Moody’s Downgrades Barbados Rating, Outlook Remains Negative

Above: Bridgetown (CJ Photo)

By the Caribbean Journal staff

New York-based ratings firm Moody’s Investors Service has downgraded Barbados’ government bond rating to B3 from Ba3.

The three-notch downgrade reflected several factors, Moody’s said, including the increasing size of the country’s fiscal deficit, increasing government debt ratios and an expected decline in international reserves this year.

The firm also pointed to central bank financing of the country’s fiscal deficit, which it said would “increase pressure on the country’s currency peg to the US dollar.”

The country’s fiscal deficit exceeded 11 percent of GDP in the 2013/2014 fiscal year, while debt ratios are projected at above 100 percent of GDP by fiscal year 2014/2015.

The country’s outlook remains negative, reflecting what Moody’s called an expectation that the government would “continue to find it difficult to meet its fiscal deficit targets owing to both weak revenues and expenditure rigidities,” along with high levels of domestic short-term borrowing undermining the country’s government debt profile and continued central bank financing of the fiscal deficit.

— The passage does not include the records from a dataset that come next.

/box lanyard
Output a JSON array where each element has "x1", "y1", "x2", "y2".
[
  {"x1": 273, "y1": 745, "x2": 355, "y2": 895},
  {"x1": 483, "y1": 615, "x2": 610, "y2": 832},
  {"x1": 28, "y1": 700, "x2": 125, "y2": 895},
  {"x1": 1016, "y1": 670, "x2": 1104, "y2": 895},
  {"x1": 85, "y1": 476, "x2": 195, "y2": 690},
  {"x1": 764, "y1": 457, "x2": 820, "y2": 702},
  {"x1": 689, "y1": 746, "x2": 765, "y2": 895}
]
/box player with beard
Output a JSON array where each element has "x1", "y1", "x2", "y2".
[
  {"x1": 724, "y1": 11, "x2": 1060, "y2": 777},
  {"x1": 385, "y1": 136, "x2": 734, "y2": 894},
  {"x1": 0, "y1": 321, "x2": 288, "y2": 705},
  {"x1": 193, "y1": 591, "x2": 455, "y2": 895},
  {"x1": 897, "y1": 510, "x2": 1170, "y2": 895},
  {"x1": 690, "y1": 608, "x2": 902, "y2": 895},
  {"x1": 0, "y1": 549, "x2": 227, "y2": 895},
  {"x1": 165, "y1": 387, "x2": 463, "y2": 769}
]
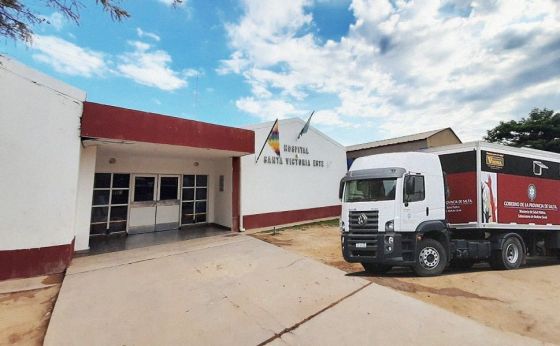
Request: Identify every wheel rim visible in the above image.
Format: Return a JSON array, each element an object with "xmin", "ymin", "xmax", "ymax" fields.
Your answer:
[
  {"xmin": 506, "ymin": 244, "xmax": 519, "ymax": 264},
  {"xmin": 418, "ymin": 247, "xmax": 439, "ymax": 269}
]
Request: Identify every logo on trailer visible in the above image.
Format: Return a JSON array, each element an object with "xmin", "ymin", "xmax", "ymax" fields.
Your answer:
[
  {"xmin": 486, "ymin": 153, "xmax": 504, "ymax": 170},
  {"xmin": 358, "ymin": 213, "xmax": 367, "ymax": 225},
  {"xmin": 527, "ymin": 184, "xmax": 537, "ymax": 202},
  {"xmin": 533, "ymin": 161, "xmax": 548, "ymax": 175}
]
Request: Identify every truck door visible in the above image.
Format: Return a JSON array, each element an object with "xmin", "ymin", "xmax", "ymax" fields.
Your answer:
[{"xmin": 401, "ymin": 173, "xmax": 429, "ymax": 232}]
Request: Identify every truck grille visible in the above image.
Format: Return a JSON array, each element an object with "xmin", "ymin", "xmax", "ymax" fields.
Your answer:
[{"xmin": 348, "ymin": 210, "xmax": 379, "ymax": 233}]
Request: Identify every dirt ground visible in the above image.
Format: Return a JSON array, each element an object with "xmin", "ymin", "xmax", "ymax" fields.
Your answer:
[
  {"xmin": 253, "ymin": 222, "xmax": 560, "ymax": 344},
  {"xmin": 0, "ymin": 274, "xmax": 63, "ymax": 345}
]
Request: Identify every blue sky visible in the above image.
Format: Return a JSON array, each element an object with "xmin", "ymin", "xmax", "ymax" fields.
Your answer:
[{"xmin": 0, "ymin": 0, "xmax": 560, "ymax": 145}]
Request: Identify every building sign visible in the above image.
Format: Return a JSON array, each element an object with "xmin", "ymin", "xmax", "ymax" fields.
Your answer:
[{"xmin": 263, "ymin": 144, "xmax": 327, "ymax": 167}]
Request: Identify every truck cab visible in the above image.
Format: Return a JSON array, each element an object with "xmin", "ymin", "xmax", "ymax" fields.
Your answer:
[{"xmin": 340, "ymin": 152, "xmax": 449, "ymax": 276}]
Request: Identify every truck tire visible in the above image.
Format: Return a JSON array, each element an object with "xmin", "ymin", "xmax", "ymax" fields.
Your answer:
[
  {"xmin": 362, "ymin": 263, "xmax": 393, "ymax": 274},
  {"xmin": 449, "ymin": 258, "xmax": 476, "ymax": 270},
  {"xmin": 490, "ymin": 237, "xmax": 525, "ymax": 270},
  {"xmin": 412, "ymin": 239, "xmax": 447, "ymax": 276}
]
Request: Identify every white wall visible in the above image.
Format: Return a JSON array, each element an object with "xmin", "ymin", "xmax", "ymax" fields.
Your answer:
[
  {"xmin": 241, "ymin": 118, "xmax": 346, "ymax": 220},
  {"xmin": 0, "ymin": 57, "xmax": 85, "ymax": 250},
  {"xmin": 94, "ymin": 144, "xmax": 232, "ymax": 227},
  {"xmin": 74, "ymin": 146, "xmax": 97, "ymax": 251}
]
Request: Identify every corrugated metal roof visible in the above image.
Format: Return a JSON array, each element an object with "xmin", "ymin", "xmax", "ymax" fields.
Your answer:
[{"xmin": 346, "ymin": 127, "xmax": 453, "ymax": 151}]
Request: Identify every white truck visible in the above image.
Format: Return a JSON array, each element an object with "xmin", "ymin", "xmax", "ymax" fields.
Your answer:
[{"xmin": 340, "ymin": 142, "xmax": 560, "ymax": 276}]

“While an upgrade is unlikely given the negative outlook, we could stabilize the outlook if the government’s fiscal consolidation plan leads to a stabilization of debt ratios, the economic outlook improves on a sustained basis with GDP reporting positive growth, the government materially decreases its reliance on short-term debt and central bank financing, and international reserves steadily increase,” the firm said.